Perkins is in the second year of the Master Principal Institute of the Arkansas Leadership Academy. She serves on the district’s Closing the Achievement Gap committee as well as the exhibit coordinator for the Arkansas Association of Middle Level Educators, and instructs as an adjunct professor at Cambridge College (satellite campus) in Memphis. Perkins has three daughters in the district, one each at Clinton Elementary School, Fuller Middle School and Mills University Studies High School.

Star Academy principal Charlotte Wallace replaces Perkins at Jacksonville Middle School, according to Roush, and former Jacksonville Girls Middle School principal Kimala Forrest will take over as principal at the Star Academy.

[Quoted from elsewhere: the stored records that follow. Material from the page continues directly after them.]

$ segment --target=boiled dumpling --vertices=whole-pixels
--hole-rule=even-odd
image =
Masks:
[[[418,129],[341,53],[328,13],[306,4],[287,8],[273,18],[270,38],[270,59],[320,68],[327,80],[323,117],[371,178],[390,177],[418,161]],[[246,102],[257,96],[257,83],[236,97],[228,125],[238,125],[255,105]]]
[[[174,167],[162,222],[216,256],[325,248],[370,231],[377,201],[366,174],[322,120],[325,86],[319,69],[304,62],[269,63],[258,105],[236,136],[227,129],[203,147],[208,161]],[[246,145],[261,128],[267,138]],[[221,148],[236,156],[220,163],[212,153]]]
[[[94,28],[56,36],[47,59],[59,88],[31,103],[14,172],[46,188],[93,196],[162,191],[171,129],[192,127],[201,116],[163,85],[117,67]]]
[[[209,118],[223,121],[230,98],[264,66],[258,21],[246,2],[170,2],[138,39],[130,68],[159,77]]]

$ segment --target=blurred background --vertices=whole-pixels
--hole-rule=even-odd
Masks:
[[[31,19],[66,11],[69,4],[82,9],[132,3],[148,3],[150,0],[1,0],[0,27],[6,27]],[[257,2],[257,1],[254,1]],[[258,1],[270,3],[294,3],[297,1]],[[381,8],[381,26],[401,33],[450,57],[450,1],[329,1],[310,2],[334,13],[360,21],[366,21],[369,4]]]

Forrest most recently served as PCSSD test coordinator, a position that will be eliminated, with the duties absorbed by the district counseling office, Roush said.

Wallace is a graduate of Southern Nazarene University at Oklahoma City, where she earned a bachelor’s degree in English and a master’s in curriculum and instruction. She received her educational-specialist degree from UALR and is working on a doctorate in educational leadership.

Wallace began her teaching career at Mayfield Middle School in Oklahoma City. After three years, she returned to her native Arkansas and began teaching at North Pulaski High School. During that time, she won the Bobby G. Lester Excellence in Education Award for language arts.

After five years at North Pulaski, she became an assistant principal at Jacksonville High School and then an assistant principal at Pinewood Elementary School. In 2009, she was selected to open Star Academy for the Pulaski County Special School District, where she served until Monday.

Forrest has been employed by PCSSD for 21 years in the positions of classroom teacher (social studies, American history, computer technology, keyboarding, adult education and career orientation), assistant principal, principal and, most recently, as district test coordinator.

She is a member of the National Alliance of Black School Educators, the Pulaski County Administrator Network and Arkansas Education Association/National Education Association. She works on numerous committees, including the District Handbook Committee.

She was the 2000 Sherwood Chamber of Commerce Educator of the Year.

Roush says Forrest has a passion for educating and helping students and parents work toward achieving individual successes.

She is a graduate of Jacksonville High School and received a bachelor of science in business education from the University of Arkansas at Fayetteville and master of science in education in educational leadership from the University of Central Arkansas.

Her two children are Jacksonville High School graduates. Both are college graduates, and one is a law-school graduate. She has three grandchildren.